Naruto menggembungkan kedua pipinya. Merajuk.
"Lagi pula, melamar itu tugas laki-laki. Dan aku akan melamarmu setelah kamu lulus. Jadi fokuslah pada sekolahmu. Mengerti?"
Naruto tersenyum mendengar ucapan Itachi. Hanya bersama dengan Itachi saja sudah membuatnya nyaman. Tidak ada hal yang perlu dia khawatirkan. Mereka pasti akan bisa melalui masalah yang datang bersama-sama. Naruto yakin itu.

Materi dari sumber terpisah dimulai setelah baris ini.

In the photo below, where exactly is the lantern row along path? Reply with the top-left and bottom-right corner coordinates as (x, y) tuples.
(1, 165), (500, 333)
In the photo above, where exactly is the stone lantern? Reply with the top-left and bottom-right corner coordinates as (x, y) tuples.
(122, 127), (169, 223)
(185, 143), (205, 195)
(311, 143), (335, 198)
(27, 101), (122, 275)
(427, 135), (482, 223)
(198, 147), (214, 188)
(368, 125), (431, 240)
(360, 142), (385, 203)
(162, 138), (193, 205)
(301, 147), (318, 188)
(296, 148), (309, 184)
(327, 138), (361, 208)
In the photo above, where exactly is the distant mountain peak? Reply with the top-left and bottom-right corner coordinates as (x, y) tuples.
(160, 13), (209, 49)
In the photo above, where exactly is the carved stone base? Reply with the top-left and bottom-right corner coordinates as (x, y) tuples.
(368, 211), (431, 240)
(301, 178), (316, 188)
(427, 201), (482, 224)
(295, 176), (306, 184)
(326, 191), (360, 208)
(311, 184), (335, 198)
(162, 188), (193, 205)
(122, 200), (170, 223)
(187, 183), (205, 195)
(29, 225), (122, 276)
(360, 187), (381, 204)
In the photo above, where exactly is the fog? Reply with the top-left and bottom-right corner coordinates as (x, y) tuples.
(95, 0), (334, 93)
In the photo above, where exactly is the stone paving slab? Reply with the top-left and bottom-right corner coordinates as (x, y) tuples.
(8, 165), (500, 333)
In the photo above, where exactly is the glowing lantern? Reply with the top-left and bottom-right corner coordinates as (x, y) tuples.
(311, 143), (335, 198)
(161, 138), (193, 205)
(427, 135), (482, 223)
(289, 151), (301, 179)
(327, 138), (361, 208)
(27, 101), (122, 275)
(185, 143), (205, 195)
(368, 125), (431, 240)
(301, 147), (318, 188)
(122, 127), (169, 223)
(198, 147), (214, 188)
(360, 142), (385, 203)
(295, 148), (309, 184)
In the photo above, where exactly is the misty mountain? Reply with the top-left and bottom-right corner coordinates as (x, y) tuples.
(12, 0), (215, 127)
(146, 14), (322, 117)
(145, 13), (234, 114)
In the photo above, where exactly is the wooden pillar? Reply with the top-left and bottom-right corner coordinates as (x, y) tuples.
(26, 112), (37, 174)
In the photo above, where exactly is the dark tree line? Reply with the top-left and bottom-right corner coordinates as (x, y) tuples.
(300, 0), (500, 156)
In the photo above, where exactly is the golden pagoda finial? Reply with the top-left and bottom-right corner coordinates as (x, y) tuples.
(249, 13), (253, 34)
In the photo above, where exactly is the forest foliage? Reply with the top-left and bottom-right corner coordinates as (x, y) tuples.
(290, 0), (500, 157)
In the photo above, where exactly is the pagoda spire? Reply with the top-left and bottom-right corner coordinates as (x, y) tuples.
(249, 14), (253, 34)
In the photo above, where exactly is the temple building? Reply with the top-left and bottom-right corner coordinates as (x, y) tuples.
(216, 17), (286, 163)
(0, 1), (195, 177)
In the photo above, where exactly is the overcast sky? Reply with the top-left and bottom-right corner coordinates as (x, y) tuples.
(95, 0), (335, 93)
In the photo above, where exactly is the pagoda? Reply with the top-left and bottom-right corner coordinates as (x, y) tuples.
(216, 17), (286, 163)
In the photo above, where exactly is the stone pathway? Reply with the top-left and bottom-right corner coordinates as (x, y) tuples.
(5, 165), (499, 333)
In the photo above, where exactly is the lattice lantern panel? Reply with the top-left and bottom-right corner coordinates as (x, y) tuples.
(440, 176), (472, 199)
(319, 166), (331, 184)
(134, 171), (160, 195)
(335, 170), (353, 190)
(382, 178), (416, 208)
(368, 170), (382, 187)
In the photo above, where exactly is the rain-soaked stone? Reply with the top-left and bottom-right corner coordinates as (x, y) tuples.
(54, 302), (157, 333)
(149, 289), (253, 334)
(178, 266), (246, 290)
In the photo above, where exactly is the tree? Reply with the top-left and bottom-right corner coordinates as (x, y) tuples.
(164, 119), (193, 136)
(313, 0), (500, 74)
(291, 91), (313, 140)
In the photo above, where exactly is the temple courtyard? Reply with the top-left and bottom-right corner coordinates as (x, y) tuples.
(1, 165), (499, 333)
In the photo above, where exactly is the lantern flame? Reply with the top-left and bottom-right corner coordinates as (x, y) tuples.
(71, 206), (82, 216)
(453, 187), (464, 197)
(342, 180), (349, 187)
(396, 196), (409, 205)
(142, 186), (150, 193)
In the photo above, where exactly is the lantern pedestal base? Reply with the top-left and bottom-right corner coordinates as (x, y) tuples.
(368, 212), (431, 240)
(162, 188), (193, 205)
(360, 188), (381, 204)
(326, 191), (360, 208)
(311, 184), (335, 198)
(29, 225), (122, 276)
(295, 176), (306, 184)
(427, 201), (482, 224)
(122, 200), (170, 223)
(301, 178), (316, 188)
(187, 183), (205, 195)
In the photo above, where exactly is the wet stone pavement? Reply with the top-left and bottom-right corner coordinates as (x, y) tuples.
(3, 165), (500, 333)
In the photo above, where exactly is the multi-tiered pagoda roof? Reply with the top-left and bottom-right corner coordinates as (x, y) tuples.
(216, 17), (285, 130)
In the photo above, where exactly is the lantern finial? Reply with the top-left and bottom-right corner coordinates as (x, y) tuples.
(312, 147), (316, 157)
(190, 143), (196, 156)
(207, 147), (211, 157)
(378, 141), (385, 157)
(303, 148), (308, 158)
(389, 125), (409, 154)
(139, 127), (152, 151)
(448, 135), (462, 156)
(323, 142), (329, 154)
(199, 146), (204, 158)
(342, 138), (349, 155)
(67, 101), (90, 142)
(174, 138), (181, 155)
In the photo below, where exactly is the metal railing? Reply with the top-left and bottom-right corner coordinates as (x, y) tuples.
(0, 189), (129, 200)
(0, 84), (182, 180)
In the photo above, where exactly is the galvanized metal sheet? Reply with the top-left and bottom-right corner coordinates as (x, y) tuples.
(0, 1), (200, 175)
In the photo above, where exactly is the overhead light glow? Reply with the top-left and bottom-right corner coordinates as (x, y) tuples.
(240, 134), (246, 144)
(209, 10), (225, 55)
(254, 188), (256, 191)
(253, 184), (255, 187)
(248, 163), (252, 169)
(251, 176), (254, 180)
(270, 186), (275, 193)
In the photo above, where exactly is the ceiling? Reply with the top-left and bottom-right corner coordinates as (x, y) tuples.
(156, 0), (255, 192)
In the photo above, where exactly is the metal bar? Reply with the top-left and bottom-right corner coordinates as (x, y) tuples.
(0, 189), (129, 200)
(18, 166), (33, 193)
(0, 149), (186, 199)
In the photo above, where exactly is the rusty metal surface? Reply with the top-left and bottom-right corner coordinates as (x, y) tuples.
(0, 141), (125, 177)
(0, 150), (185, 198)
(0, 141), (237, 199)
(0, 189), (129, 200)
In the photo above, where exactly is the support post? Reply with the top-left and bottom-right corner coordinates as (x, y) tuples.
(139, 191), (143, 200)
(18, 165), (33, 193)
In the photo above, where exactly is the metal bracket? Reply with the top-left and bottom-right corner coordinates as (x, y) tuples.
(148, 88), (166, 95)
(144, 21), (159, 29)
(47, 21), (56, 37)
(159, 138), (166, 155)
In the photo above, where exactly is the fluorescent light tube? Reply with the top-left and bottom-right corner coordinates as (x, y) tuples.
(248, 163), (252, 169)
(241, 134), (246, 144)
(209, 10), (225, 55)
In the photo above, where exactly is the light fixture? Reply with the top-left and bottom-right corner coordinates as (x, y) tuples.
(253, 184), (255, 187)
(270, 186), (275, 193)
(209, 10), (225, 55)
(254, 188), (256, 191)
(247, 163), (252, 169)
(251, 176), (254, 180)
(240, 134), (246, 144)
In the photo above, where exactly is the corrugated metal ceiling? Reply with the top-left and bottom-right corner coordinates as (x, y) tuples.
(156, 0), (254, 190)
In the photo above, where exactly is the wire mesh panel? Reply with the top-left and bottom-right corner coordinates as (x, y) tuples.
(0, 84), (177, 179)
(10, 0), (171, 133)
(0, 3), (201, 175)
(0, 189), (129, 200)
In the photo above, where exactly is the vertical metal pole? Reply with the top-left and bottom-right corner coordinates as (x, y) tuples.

"Aku mencintaimu, Naruto."
Blush
Wajah Naruto sukses memerah mendengar pernyataan cinta Itachi yang begitu mendadak. Naruto bisa melihat dengan jelas kedua mata Itachi yang terpejam saat senyuman itu tergambar jelas di wajah tampannya. Menghela nafas sejenak, tidak lama Naruto mengangguk, meyakinkan dirinya sendiri. Entah untuk apa. Namun tidak lama kemudian Naruto mendekatkan wajahnya kearah Itachi. Dengan mata terpejam, Naruto menempelkan bibirnya di atas bibir Itachi. Membuat laki-laki raven itu tersentam kaget. Tapi saat melihat kedua kelopak mata Naruto yang terpejam akhirnya Itachi membalas ciuman Naruto. Kedua tangan Itachi bergerak kearah pinggang Naruto yang mengangkatnya untuk membuat tubuh Naruto berada dipangkuannya.
"Hmm Itachi-nii."
Desahan Naruto hampir saja menghilangkan rasional Itachi yang berada diambang batas. Beruntung sisa-sisa kewarasan itu berhasil menghentikan nafsu Itachi pada perempuan pirang itu. Jika tidak sudah di pastikan bahwa Naruto akan merubah status perempuannya menjadi wanita.
Ciuman itupun terlepas. Naruto memandang sayu kearah Itachi. Membuat kabut nafsu hampir saja mengambil alih kewarasan Itachi.
"I Love You too. Itachi-nii, zutto zutto."
Bolehkah Itachi egois kali ini? Tolong jangan ambil Naruto. Biarkan Itachi bahagia. Tidakkah Itachi juga pantas mendapatkan kebahagiaannya?